Menopause can kick in quite early for some women. If you are under 40 when it happens it can be mind-blowing to say the least, and it would definitely be, why the hell is this happening to me so early.
For me, I discovered in my late 30’s that my hormones must have been in balanced tremendously in my 20’s from what my homeopath told me, when she subscribed some lovely squid ink-based drops for me to take for the hormone in balancing she was treating me for at that time in my life.
Isn’t it wonderful how we take note of how we move through life, as each milestone in age comes, we discover something more about ourselves and what changes we want to bring about.
For me my thirties were all about being a good mother and creating a loving environment. Did you find when you approached thirty, you begun to assess your life, where you were, and what you really wanted to be doing?
The forties are the years when we begin to take a stance in life and not worry too much about what other people have to say, and begin to speak more of our minds, unapologetically as well, as we are more in tuned with who we are and what we stand for.
In was in my late thirties that I knew there was a change going on in my body, I was going through the menopause and went to my doctor, who was young (as she appeared to be in her late twenties, I decided to look at her more as a child) as she was telling me that I am too young to be going through the menopause and was very dismissive of me. At that time, I didn’t realise it was called perimenopause, to say the least, by the time she came around to understanding that I was perimenopausal, I knew for myself and decided to check out what to expect and talk to my sisters about what I was going through.
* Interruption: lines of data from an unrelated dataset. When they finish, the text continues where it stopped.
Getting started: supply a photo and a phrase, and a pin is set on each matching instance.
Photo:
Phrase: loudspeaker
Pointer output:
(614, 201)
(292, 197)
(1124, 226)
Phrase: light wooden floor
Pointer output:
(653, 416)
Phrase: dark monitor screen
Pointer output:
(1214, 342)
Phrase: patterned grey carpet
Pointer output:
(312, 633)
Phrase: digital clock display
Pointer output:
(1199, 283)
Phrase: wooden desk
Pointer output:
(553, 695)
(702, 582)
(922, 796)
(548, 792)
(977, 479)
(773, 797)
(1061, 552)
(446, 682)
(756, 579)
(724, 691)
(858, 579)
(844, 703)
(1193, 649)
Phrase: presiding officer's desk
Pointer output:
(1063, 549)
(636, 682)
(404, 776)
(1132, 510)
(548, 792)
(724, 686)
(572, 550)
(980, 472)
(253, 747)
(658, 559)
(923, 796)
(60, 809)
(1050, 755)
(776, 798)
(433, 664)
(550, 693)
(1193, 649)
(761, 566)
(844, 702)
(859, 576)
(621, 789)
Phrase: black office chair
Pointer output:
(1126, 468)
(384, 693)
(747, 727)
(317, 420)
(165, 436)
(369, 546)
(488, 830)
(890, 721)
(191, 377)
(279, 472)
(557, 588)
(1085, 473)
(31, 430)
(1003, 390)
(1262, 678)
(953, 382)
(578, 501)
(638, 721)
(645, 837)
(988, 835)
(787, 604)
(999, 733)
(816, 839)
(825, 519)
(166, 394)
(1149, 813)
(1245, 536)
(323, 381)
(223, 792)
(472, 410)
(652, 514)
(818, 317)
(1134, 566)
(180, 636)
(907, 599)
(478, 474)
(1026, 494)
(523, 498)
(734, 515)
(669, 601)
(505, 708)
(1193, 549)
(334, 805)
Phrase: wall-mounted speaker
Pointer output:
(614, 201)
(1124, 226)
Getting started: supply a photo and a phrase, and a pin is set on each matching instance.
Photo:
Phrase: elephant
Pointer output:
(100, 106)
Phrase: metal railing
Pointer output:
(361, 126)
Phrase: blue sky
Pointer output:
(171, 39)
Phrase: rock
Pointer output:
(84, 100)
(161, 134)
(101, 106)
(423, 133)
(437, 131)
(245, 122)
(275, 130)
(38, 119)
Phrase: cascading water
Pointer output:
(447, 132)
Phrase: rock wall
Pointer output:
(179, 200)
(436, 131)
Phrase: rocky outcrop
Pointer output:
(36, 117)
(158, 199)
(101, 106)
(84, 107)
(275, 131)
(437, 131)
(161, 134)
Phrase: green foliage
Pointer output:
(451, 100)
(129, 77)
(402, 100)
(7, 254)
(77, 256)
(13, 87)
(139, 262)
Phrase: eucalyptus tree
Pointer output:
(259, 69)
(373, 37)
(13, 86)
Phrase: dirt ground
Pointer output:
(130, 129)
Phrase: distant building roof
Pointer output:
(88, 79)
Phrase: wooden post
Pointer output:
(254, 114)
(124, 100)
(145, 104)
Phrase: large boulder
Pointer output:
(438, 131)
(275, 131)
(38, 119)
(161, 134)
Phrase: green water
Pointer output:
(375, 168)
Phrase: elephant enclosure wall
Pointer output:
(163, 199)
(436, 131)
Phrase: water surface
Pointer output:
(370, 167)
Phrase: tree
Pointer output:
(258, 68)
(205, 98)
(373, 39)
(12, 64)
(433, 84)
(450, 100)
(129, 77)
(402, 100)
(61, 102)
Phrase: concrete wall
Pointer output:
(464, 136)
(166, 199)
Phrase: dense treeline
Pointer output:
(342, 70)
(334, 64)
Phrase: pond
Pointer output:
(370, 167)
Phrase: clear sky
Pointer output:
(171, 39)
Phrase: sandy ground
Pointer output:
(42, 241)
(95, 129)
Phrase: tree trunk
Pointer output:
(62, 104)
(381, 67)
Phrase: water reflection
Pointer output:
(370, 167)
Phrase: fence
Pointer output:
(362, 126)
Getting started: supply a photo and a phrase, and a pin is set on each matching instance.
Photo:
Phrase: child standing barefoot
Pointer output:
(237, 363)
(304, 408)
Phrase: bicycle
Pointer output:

That being said, it was more a discussion on the physical symptoms and not the emotional ones, this was something that unfolded for me to learn for myself.
Many women I have spoken to have said similar things, “that their mother didn’t really speak about what they were experiencing, when they were going through it, they were doers and just got on with it".
I did reflect back in time and tried to see the moments that I caught in myself being menopausal, and wondered when those same reactions might have taken place with my mum. The times of emotional despair, the mood swings, anxiety and even depression, the times where even the slightest thing can become an explosion, topped with the physical things that people can see such as the hot flushes and the sudden burst of sweat. I wondered how I never noticed it, or did I and just dismissed it being young and busy.
I do see strength in the women who have soldiered on with life as this transition took place but also feel how much stronger they may have felt if they were able to speak outwardly about what they were going through, so they may not have been left to feel that they were going through it all alone and that it wasn’t so taboo to speak about this change of growth, a rite of passage that we as women undertake.